Facebook violates EU law by tracking users for targeted advertising, a European privacy panel said Tuesday.
The report was commissioned by the Belgian Privacy Commission, which sits under the EU’s European Commission, and is an updated version of an initial draft that surfaced in February. A key development of the update claims that Facebook cookies the browsers of any person that visits its site, including those without Facebook accounts and those who have specifically opted out of tracking in the EU.
The report was co-authored by the Centre of Interdisciplinary Law and ICT and the Computer Security and Industrial Cryptography department at the University of Leuven in Brussels, and the media, information and telecommunication department at Vrije Universiteit in Brussels.
While Facebook responded to an initial draft of the report in February by stating to The Guardian that it’s “confident [Facebook’s revised terms] comply with applicable laws,” it attacked the latest findings.
“This report contains factual inaccuracies,” Facebook said in a statement emailed to AdExchanger. “The authors have never contacted us, nor sought to clarify any assumptions upon which their report is based. Neither did they invite our comment on the report before making it public.

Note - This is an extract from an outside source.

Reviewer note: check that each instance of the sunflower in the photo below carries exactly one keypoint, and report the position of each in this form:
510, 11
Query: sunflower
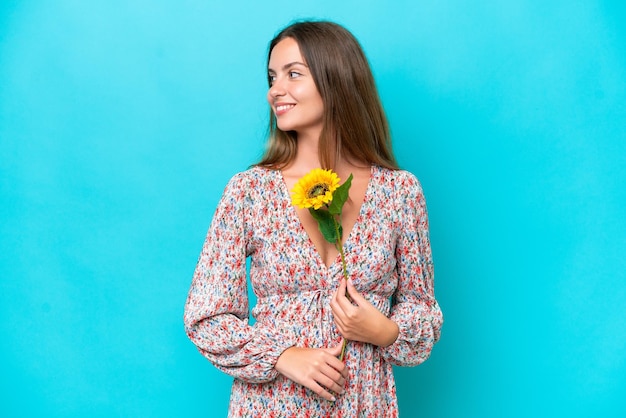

“We have explained in detail the inaccuracies in the earlier draft report (after it was published) directly to the Belgian DPA, who we understand commissioned it, and have offered to meet with them to explain why it is incorrect, but they have declined to meet or engage with us. However, we remain willing to engage with them and hope they will be prepared to update their work in due course.”
The report concedes that although Facebook shares high-level information about tracking practices with its users, its tracking capabilities have increased and that the collection and application of that tracking data violates an EU privacy doctrine that requires informed user consent before companies store or collect information about an individual’s device.
“Facebook’s tracking capabilities have expanded mainly through the spread of social-plugins (like buttons) and through new forms of mobile tracking,” the report claims.
According to the researchers, these plugins sit on more than 13 million sites and detect an Internet browser’s cookies, sending that tracking data back to Facebook – even if the user is not registered with Facebook and didn’t click “Like.”
The report also argues Facebook’s opt-out option is ambiguous and unclear.
“[Facebook] does not walk users through the settings for vis-à-vis advertising or access by third-party application providers,” the authors wrote, adding that this approach “does not meet the requirements for legally valid consent.”
EU consumer privacy concerns tend to be more stringent than those in the US. While most privacy advocates tend to sic their watchdogs on Google, Facebook has largely gone unnoticed – until now.
This latest report could signal that Facebook is no longer invisible and that it’s worth wondering if a trickle-down effect is in play.
One theory is that regulators will continue to crack down on the largest firms before the long arm of EU law reaches smaller companies.